XAI for NLP proved harder than expected. Computer vision has plenty of open-source explanations; NLP did not. After days of false starts we settled on deriving the influence formula ourselves—compute how each input contributes to the output. Later we discovered the same idea in the Layer-Wise Relevance Propagation (LRP) paper. If only we had found it earlier! The experience taught us to dive into research papers sooner.

Data

Our project revolves around sentiment analysis of shopping reviews. We began with 200K Naver reviews (100K positive with ratings 4–5, 100K negative with ratings 1–2). To boost performance we crawled more data, ending with 540K reviews split evenly between positive and negative.

Morphological Analysis

We chose MeCab. Alternatives like Okt and KKma worked, but MeCab offered better speed, and because shopping reviews often contain slang, Twitter-based training suited us.

Sentence Segmentation

KSS is the go-to Korean sentence splitter, and we used it initially. However, it was too heavy for our service latency. Instead we wrote a lightweight splitter by exploiting sentence endings (“요”, “다”, “죠”) and exceptions like “했음”, “삼”. MeCab’s ETN (nominalizing ending) tag helped. Accuracy isn’t perfect, but speed mattered more for this project.

Stop-Word Removal

Using MeCab we removed particles, sentence endings, prefixes, suffixes, special characters, and unknown tokens.

Word Embedding

Word embedding consumed the most time. We tried Word2Vec + LSTM, but explanation quality disappointed us. So we devised a custom embedding rooted in statistics.

Because we balanced positive and negative samples, we computed the relative frequency of each token within each class. The embedding formula:

(positive frequency / overall frequency) − (negative frequency / overall frequency)

Values range from −1 to 1 (negative tokens near −1, positive tokens near 1).

Model Choice

We eventually used a two-layer DNN. Originally we aimed for Transformer-based XAI, but manually deriving the math was beyond our bandwidth. LSTM also failed our explainability criteria: relevance scores concentrated on trailing tokens. Surprisingly, DNN performed well—LSTM reached 85% accuracy, DNN about 83%. The 2% gap felt acceptable given the explainability gains.

Implementing XAI with LRP

LRP was simpler than expected: propagate relevance from output back to each input using learned weights and biases.

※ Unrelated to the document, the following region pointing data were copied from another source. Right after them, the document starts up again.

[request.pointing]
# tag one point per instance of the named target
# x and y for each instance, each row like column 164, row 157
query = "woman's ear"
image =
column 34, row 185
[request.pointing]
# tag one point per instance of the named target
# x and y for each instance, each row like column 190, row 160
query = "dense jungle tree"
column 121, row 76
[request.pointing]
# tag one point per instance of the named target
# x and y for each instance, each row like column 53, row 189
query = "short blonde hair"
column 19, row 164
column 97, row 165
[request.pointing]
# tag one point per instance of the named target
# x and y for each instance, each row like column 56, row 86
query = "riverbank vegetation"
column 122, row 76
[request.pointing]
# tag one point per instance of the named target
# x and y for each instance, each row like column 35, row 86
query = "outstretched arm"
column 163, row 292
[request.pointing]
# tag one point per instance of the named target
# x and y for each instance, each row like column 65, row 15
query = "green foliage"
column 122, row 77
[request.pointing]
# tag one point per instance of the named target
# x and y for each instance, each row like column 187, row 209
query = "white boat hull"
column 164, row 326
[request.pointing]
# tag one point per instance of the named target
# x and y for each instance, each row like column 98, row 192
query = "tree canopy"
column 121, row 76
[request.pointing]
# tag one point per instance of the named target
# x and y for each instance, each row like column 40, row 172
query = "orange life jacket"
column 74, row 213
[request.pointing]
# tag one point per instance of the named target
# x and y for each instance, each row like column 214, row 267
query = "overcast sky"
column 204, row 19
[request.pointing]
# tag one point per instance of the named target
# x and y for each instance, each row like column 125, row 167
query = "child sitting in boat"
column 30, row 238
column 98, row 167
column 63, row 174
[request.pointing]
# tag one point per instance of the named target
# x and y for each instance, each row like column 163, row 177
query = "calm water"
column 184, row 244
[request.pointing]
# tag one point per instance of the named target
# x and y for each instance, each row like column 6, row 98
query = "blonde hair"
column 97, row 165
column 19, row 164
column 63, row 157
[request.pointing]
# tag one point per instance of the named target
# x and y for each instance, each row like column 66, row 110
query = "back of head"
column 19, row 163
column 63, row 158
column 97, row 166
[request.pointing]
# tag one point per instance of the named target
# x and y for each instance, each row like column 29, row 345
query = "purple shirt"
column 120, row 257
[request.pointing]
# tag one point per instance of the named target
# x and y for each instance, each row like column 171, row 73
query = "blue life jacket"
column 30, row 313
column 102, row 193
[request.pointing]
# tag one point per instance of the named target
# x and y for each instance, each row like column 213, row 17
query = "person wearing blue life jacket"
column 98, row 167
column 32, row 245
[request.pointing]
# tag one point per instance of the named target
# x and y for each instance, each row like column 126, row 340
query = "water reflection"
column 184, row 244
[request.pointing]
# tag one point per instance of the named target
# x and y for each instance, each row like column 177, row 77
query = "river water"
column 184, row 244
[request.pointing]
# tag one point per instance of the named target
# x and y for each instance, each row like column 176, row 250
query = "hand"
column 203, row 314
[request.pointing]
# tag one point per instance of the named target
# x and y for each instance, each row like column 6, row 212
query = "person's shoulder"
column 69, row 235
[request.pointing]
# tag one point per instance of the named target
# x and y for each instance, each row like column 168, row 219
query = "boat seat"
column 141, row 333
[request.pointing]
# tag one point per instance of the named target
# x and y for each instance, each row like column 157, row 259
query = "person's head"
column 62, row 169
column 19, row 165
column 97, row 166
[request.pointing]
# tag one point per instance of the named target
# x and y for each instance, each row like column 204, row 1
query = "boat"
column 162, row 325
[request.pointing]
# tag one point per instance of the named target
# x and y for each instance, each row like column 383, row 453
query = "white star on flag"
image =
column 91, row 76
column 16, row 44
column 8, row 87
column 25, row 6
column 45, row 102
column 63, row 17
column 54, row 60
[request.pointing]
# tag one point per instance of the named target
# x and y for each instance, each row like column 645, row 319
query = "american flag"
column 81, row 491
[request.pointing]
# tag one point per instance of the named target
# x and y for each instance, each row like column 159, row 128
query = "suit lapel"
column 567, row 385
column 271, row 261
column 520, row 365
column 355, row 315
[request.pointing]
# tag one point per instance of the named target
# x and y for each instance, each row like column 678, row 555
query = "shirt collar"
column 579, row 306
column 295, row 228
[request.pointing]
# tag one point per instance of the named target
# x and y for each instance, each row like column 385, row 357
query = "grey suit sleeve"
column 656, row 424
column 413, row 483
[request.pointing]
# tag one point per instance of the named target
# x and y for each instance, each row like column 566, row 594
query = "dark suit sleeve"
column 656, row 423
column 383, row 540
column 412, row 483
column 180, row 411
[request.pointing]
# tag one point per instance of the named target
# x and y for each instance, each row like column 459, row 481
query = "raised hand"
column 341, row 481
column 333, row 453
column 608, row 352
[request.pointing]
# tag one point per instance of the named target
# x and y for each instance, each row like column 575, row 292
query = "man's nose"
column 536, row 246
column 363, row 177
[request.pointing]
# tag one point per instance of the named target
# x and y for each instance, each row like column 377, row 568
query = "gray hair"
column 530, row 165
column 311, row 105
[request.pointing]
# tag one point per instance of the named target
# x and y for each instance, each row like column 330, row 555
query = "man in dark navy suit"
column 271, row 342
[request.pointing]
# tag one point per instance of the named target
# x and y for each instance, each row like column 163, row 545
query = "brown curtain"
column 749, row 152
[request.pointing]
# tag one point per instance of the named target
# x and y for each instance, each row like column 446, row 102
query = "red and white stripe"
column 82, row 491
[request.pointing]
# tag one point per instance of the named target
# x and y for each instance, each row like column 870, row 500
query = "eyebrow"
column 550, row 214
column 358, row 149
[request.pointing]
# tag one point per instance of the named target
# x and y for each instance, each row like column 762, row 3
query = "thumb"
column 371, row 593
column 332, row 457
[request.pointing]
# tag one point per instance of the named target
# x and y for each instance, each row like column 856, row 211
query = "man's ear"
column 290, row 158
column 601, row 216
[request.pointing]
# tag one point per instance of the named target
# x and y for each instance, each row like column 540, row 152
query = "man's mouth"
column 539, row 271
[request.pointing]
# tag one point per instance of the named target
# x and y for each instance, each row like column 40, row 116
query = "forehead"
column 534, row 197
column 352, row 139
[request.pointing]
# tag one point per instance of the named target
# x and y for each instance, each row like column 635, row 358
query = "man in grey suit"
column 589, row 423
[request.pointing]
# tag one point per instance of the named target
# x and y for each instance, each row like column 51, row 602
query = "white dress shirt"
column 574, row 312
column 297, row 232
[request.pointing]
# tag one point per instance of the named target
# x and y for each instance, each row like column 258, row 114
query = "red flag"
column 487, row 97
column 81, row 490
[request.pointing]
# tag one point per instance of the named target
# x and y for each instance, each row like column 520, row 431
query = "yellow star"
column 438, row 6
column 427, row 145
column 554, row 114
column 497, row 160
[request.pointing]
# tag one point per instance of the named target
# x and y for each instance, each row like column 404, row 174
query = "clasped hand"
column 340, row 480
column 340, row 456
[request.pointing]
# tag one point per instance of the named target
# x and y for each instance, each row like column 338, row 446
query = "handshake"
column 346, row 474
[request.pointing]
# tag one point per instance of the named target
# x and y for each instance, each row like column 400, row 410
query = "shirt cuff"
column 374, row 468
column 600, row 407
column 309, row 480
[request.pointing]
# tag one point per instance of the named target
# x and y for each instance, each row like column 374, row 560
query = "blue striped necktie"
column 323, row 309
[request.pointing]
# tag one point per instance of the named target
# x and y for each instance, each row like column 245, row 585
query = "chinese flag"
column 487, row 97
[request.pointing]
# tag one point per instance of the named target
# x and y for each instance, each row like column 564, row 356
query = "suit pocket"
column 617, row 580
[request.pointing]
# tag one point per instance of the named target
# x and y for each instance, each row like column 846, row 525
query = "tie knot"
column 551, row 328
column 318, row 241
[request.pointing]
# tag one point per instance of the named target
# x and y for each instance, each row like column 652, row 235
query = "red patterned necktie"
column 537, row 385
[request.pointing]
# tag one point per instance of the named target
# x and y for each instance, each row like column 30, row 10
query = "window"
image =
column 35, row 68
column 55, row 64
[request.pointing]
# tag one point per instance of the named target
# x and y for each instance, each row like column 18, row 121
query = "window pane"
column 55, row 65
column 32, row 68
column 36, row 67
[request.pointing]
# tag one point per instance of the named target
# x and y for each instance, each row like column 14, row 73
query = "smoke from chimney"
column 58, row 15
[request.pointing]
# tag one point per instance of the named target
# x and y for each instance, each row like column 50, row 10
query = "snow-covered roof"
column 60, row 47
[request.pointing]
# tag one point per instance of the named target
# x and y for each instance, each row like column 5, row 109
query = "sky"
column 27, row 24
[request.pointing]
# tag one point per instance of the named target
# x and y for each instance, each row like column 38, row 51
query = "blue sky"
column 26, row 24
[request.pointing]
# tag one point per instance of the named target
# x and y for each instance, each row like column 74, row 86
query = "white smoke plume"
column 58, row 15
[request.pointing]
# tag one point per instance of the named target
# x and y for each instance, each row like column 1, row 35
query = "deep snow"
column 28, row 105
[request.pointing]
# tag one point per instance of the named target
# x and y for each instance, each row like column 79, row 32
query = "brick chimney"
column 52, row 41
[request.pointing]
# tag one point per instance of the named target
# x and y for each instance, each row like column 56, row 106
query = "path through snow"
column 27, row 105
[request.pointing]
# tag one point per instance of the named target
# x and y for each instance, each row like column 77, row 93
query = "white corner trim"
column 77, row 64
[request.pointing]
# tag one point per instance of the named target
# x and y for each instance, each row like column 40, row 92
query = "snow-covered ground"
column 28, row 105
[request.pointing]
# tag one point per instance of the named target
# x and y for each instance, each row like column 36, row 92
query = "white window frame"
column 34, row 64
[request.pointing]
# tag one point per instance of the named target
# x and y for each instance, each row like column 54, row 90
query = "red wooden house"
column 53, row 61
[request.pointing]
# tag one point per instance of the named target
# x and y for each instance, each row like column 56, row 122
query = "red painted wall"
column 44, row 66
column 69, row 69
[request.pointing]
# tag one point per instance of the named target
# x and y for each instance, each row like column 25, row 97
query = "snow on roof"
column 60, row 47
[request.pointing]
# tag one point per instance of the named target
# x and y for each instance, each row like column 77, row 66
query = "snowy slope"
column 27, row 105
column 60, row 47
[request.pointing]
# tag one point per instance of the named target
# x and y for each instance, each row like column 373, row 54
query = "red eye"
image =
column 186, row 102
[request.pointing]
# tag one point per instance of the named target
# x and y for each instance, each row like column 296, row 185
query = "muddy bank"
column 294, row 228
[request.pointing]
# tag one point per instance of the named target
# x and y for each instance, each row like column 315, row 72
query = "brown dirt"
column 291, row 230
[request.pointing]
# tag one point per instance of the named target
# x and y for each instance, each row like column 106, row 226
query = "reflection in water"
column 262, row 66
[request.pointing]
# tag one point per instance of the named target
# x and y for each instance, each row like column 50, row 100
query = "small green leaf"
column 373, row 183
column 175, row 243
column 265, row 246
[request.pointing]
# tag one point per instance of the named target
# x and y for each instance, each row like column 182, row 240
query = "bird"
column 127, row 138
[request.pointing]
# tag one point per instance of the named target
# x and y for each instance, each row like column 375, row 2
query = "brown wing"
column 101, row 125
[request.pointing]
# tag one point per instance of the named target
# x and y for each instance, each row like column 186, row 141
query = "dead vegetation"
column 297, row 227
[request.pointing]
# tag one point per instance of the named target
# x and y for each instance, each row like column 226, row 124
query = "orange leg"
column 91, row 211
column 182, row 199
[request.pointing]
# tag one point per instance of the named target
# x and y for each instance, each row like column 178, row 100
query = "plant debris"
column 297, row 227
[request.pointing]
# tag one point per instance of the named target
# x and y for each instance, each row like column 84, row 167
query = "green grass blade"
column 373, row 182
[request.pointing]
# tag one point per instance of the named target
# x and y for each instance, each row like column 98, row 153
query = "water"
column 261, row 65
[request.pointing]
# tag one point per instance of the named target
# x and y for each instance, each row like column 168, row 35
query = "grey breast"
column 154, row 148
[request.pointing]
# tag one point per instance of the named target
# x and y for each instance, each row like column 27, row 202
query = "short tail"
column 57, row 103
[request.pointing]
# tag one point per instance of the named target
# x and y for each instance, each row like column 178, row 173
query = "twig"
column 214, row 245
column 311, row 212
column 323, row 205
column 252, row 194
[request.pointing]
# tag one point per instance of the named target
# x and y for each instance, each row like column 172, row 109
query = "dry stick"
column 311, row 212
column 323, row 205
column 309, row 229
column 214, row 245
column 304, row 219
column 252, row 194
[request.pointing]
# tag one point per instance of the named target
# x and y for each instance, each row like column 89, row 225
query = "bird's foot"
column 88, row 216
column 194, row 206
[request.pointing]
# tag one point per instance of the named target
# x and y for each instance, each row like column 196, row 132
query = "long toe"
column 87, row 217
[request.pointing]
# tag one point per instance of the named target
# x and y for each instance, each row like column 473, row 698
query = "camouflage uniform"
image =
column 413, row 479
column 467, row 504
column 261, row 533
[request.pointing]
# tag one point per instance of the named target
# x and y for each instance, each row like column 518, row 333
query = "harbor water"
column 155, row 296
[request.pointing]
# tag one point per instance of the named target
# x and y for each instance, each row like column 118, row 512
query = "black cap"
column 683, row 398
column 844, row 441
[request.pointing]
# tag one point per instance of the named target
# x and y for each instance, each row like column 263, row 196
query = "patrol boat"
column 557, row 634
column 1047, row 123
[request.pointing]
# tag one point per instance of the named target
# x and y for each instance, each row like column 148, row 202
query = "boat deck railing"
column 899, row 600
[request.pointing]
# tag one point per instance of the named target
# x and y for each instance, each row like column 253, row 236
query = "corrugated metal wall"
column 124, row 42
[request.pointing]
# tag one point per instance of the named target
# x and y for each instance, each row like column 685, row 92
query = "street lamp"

Illustration from the LRP paper

Implementation snippet:

consider_relu = [0 if h < 0 else 1 for h in np.dot(value, weights[0]) + weights[1]]
arr = [
    *map(
        np.sum,
        [
            [
                h * weights[2][index] + weights[3] / (20 * 10)
                for index, h in enumerate(
                    [
                        0
                        if consider_relu[index] == 0
                        else value[i] * weights[0][i][index] + weights[1][index] / 20
                        for index in range(10)
                    ]
                )
            ]
            for i in range(20)
        ],
    )
]

Full code lives in DNN_func on GitHub.

This produced relevance scores per token (after converting morphemes back into words).

The output looked decent, but we worried users would see disjoint words. We needed post-processing.

Filtering Algorithm

Inspired by CNN filters, we applied sliding-window smoothing. With window size 3 we computed both max and min values; then we merged the central value with whichever absolute magnitude was larger.

if max(x[i - 1], x[i], x[i + 1]) > abs(min(x[i - 1], x[i], x[i + 1])):
    x[i] = (max(x[i - 1], x[i], x[i + 1]) + x[i]) / 2
else:
    x[i] = (min(x[i - 1], x[i], x[i + 1]) + x[i]) / 2

We then tuned thresholds statistically: if the summed relevance exceeded −2.16 we labeled the review positive (green highlight above threshold, red below). Interestingly accuracy rose to 84.3%, surpassing the plain DNN.

Demo

The demo video shows the service in action (note: it’s the mid-term competition submission, so final details differ slightly).